Protectionism reason U.S. closed border after BSE 


Many believe the United States buried their cases and publicized Canada’s

The American decision to close the border to Canadian beef after BSE was discovered was a political and protectionist move rather than food safety-related, says a former Canadian ambassador to Washington.


Frank McKenna also voices a commonly held Canadian view that BSE existed on both sides of the border even if the Americans would not admit it.


The former New Brunswick premier and farm boy who has siblings still farming in the province was appointed ambassador to the United States in 2005 when BSE was still an issue. He resigned in 2006 when the Conservatives took power in Ottawa and is now deputy chair of the TD Bank Group.


On Nov. 28, McKenna told the GrowCanada conference in Ottawa that Canadian officials in Washington shared the suspicions of many in the Canadian beef industry that the U.S. was either hiding homegrown BSE cases or was willfully blind.

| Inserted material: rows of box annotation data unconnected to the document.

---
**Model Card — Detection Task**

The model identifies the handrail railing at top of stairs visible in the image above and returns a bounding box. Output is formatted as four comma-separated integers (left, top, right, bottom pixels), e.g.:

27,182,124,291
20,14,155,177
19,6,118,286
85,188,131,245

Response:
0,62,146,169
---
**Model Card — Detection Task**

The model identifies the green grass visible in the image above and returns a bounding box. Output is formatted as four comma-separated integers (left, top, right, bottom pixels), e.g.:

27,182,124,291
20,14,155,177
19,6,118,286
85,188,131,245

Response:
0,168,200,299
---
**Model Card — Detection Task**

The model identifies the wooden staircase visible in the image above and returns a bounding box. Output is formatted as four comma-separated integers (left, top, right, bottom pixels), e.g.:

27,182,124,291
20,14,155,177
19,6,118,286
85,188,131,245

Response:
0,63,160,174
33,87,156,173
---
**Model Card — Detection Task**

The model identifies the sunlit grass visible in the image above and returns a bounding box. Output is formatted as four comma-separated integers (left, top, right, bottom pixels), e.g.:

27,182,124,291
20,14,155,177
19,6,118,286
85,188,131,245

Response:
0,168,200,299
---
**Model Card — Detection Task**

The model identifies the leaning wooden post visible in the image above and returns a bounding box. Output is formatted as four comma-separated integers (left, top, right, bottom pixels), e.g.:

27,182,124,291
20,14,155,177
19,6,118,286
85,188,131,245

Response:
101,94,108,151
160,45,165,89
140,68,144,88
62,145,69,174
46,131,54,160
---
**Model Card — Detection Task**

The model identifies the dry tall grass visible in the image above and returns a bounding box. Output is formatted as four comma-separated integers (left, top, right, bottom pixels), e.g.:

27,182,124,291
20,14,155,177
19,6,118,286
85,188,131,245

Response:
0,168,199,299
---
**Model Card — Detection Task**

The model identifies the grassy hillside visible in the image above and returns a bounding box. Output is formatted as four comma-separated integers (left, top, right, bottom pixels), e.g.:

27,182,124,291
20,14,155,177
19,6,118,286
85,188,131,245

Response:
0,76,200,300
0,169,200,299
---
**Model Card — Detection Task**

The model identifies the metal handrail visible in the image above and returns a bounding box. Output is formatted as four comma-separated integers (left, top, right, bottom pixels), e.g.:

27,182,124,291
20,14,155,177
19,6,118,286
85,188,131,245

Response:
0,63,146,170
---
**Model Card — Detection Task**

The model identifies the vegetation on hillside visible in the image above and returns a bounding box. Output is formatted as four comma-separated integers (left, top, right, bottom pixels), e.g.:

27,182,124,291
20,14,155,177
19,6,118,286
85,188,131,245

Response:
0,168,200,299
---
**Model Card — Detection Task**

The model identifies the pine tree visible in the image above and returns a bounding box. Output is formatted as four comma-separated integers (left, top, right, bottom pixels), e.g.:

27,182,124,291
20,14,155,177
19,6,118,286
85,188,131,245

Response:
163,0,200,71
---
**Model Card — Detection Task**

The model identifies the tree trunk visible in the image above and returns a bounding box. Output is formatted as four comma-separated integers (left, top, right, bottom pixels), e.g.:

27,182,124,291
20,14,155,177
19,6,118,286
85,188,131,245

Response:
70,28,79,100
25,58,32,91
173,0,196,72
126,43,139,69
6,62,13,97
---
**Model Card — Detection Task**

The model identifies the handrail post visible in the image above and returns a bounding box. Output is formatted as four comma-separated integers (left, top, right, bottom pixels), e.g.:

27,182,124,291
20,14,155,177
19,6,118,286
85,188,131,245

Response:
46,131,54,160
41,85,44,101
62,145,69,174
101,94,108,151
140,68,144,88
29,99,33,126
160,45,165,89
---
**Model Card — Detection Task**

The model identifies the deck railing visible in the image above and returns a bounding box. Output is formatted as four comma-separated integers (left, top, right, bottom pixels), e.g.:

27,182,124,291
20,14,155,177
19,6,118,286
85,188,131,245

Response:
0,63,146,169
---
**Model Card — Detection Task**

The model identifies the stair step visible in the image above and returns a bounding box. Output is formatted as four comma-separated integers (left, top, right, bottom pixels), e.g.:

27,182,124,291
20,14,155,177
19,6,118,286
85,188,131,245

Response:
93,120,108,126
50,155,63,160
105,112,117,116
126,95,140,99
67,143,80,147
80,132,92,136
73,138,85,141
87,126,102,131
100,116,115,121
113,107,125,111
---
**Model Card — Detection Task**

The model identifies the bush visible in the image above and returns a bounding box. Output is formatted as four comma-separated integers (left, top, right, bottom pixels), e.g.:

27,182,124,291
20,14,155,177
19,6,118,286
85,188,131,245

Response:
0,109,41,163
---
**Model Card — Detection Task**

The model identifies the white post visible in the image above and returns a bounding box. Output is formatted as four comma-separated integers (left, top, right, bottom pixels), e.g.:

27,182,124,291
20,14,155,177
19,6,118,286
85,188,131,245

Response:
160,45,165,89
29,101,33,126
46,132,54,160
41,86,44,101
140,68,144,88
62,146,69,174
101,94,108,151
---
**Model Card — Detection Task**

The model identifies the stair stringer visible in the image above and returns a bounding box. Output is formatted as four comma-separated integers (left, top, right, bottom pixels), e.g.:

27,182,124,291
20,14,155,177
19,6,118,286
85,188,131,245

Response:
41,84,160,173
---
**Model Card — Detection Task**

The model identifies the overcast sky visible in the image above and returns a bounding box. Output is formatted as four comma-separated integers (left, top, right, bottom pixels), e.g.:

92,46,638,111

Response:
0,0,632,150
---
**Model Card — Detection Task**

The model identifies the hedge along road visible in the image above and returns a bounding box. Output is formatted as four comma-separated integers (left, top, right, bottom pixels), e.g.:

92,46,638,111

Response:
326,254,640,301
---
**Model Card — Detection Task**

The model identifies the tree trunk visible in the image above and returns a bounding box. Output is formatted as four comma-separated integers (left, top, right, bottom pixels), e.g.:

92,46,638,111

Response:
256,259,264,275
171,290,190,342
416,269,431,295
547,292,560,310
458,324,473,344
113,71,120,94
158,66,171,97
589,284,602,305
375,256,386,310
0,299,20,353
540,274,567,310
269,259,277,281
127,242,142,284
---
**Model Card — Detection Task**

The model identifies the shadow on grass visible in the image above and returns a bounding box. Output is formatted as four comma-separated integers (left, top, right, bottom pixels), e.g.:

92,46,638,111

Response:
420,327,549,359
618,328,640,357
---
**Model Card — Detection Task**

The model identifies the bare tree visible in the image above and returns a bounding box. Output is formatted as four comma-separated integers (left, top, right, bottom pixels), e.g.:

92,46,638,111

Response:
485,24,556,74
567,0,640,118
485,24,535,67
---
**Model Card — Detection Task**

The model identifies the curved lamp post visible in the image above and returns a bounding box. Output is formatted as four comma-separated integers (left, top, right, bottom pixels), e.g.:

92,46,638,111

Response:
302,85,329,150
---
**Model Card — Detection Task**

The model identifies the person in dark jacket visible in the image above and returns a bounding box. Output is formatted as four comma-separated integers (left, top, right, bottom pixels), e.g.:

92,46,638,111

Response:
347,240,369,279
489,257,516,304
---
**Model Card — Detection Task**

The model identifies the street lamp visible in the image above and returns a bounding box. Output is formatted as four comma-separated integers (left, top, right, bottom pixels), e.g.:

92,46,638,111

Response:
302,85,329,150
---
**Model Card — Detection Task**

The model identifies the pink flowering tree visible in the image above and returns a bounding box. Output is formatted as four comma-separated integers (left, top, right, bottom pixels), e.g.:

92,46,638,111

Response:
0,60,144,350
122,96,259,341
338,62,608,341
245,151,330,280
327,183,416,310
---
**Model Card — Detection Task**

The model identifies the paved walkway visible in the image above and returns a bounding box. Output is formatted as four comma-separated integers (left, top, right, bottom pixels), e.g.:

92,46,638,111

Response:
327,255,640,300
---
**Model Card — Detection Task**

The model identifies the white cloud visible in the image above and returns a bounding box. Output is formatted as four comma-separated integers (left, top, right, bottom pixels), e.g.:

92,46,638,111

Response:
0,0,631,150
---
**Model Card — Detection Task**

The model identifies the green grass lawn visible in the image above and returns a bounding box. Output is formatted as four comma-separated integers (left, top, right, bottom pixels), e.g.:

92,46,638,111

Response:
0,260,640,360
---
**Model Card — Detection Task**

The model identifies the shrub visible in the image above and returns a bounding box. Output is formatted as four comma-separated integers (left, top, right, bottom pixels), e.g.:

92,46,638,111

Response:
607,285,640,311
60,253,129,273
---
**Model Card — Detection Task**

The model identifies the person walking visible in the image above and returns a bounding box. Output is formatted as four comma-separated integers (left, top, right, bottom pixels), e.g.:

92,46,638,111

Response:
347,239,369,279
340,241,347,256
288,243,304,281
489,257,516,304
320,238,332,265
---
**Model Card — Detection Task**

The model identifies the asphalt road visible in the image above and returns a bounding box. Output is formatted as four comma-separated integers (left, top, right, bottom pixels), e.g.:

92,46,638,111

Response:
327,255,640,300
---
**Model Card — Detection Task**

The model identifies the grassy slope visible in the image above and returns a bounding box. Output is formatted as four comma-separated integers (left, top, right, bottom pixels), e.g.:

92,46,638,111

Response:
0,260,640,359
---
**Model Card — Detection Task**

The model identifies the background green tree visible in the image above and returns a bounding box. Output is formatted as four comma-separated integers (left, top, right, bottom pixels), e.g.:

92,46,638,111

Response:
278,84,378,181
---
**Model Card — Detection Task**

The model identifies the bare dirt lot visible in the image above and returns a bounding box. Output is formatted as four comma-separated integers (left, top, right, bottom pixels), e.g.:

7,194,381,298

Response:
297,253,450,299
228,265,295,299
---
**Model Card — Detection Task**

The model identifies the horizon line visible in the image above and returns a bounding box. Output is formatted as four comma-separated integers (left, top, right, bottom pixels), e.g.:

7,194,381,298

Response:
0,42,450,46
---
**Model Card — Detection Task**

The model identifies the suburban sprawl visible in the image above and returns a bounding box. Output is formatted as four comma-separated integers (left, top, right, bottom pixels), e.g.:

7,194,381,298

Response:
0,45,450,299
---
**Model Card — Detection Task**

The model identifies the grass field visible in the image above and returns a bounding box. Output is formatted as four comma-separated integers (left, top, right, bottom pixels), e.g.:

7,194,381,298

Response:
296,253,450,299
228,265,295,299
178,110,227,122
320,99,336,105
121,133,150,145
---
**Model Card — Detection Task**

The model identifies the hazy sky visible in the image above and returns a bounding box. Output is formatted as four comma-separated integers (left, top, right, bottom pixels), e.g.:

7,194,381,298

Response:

“They ended up burying their problem,” he told the conference. “We ended up exposing ours.”


He did not offer specific proof in a later interview when asked if the Canadian embassy had concrete evidence of undisclosed BSE cases in the U.S., but said it was an assumption that he considers well founded.


“That was our very strong suspicion,” said McKenna. 


“We really were holier-than-thou in this and the Americans took advantage of it. We had American processors on our side, but the border remained closed because it really was about protectionism and shielding their industry from competition. That was the R-CALF agenda.”


The suspicion remains in Canada.


Recently, when asked about lack of BSE evidence in the U.S., the Canadian Food Inspection Agency scientist who identified the first Canadian case at a lab in Winnipeg in May 2003 suggested the extent of American testing is part of the answer.


Stephanie Czub said 60,000 tests are done annually in Canada, while the U.S. does the same number with a herd 10 times larger.


“The answer is pretty obvious.”


McKenna said it defies logic that the U.S. would have been immune to the disease, considering the industry is so integrated.